A centralized innovation budget would again somewhat offset this dysfunction by shifting the spending from a department’s annual operating budget to a centralized budget.  This is an imperfect option though since it still does not give a department the incentive to achieve savings in future years. A more complete solution would involve moving away from setting budgets based primarily on the actual spend in the prior year. Instead, the finance office can allow the department to keep some of the savings it created, in excess of the original acquisition cost, in future year budgets.

Problem 3: Separating operating- and capital-budget timelines and processes. Typically, technology hardware and perpetual software licenses are purchased via capital budgets. Acquiring software through an annual subscription payment (called “software as a service,” or SaaS) must be funded from the operating budget.

For example, users formerly purchased Microsoft Office with an upfront license payment for unlimited future use. Microsoft has recently shifted so users now make an annual payment to use Office 365. Software licenses typically have high upfront costs and low annual maintenance costs, while SaaS subscriptions have more level payments over time. Whether a hospital with separate capital and operating budgets can fit the licensed software solution into its capital budget or the subscription software into its operating budget often determines which software solutions it decides to purchase. In effect, the source of funding (capital or operating budget) rather than the functionality and performance of alternative solutions determines the choice.

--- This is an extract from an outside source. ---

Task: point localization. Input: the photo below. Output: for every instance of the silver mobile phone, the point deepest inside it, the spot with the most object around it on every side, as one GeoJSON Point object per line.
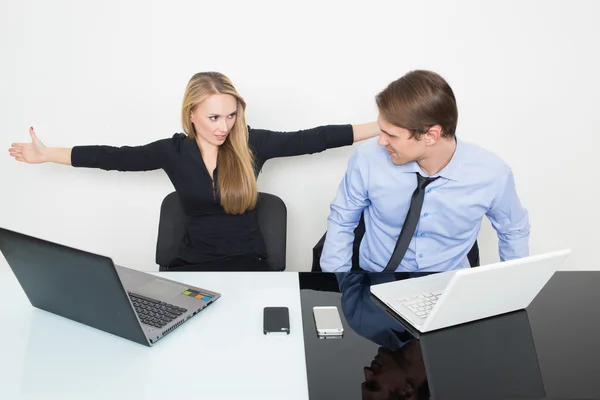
{"type": "Point", "coordinates": [328, 322]}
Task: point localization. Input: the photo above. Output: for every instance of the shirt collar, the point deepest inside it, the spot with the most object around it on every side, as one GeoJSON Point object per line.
{"type": "Point", "coordinates": [450, 171]}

Hospitals should consider retaining a capital budget for physical infrastructure (though a similar tension can exist with a buy-versus-lease decision for buildings and equipment). But they should also allow the acquisition of software technology to be determined by performance considerations and discounted-cash-flow calculations, not whether the acquisition fits within predetermined capital and operating budgets. Even for software sold under a SaaS contract, the acquisition should be assessed by a multi-period cash-flow analysis, not whether the current operating budget can afford the annual subscription cost.

Hospital budgeting systems have arguably performed well for decades. But they were not designed for contemporary, digital technology solutions whose benefits cross budgetary units and accrue over time. Traditional budgetary systems prevent clinical and ancillary departments from being agile and responsive to innovative technologies that deliver performance improvements for patient care.

Hospital leaders should consider establishing a central innovation budget and decentralized service line/IPU structures. Such changes will make it easier for them to acquire innovative technologies that will enhance patient outcomes and lower their service lines’ costs.